Let's be honest, the status of the closed source FPGA vendor tools is pretty abyssmal. I've had more experience with Vivado than Quartus, but I hear bad things from that side as well. At some point Xilinx even disabled bug reports unless you were a "tier 1" customer - they didn't even want to get our bug reports because we were small fry. When I was doing FPGA development with Vivado it seemed like much of our effort was spent working around bugs.
I had hopes that maybe when Intel bought Altera they'd pour more resources into the FPGA tools. Not sure if that's happened or not. I tried to use the Quartus OpenCL (free download) tool from Intel/Altera a couple of months back and gave up because of some licensing issue I kept running into (I was working from a tutorial where the first step was "Download the free OpenCL tool"). Life's too short to chase a licensing bug for a "free" tool.

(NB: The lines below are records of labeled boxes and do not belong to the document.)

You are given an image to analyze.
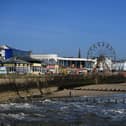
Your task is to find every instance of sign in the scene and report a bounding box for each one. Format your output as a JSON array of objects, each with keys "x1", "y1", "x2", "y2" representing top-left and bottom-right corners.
[{"x1": 0, "y1": 66, "x2": 7, "y2": 74}]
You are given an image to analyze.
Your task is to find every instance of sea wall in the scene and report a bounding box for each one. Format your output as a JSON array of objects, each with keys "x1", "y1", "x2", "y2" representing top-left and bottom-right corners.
[{"x1": 0, "y1": 75, "x2": 126, "y2": 102}]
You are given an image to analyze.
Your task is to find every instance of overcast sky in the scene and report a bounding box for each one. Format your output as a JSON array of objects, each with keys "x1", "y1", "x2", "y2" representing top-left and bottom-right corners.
[{"x1": 0, "y1": 0, "x2": 126, "y2": 58}]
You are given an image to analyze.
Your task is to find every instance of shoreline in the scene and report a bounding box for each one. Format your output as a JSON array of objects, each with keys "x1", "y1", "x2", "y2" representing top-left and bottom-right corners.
[{"x1": 0, "y1": 83, "x2": 126, "y2": 103}]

Actual free open source tools like Yosys allow users to look into the source code if need be. Or to submit issues to the developers on github. A lot of us have dreamed of a fully open source synthesis tool that could get us from HDL->bitstream for years and now it seems to have arrived (at least for some Xilinx 7 parts and Lattice ICE40). The other day I got my BlackIce II board (fully open source board) with a Lattice ICE40 FPGA and used Yosys to get a fully open RISCV core running on it. It worked. I was elated. No closed source software involved - this is an amazing era we're entering.
I really wonder what Intel/Altera gains from keeping their tools licensed (as in there's a license manager)? Selling Quartus licenses is a tiny drop in Intel's revenue stream - why bother? I'd argue that making all the Altera dev tools completely free (free from licensing, not necessarily even open source) would be a good move for them. Ultimately they're trying to sell chips. And since they're trying to make it a lot easier for software developers to target FPGAs seamlessly they should make those tools license-free as well (OpenCL synth) in order to get as many developers on board as possible.
Even if Quartus itself isn't ever open sourced, perhaps Intel/Altera could open up the specs for the bitstream formats so that an open source ecosystem of tools could bloom around Altera FPGAs? This would benefit everyone including Intel/Altera.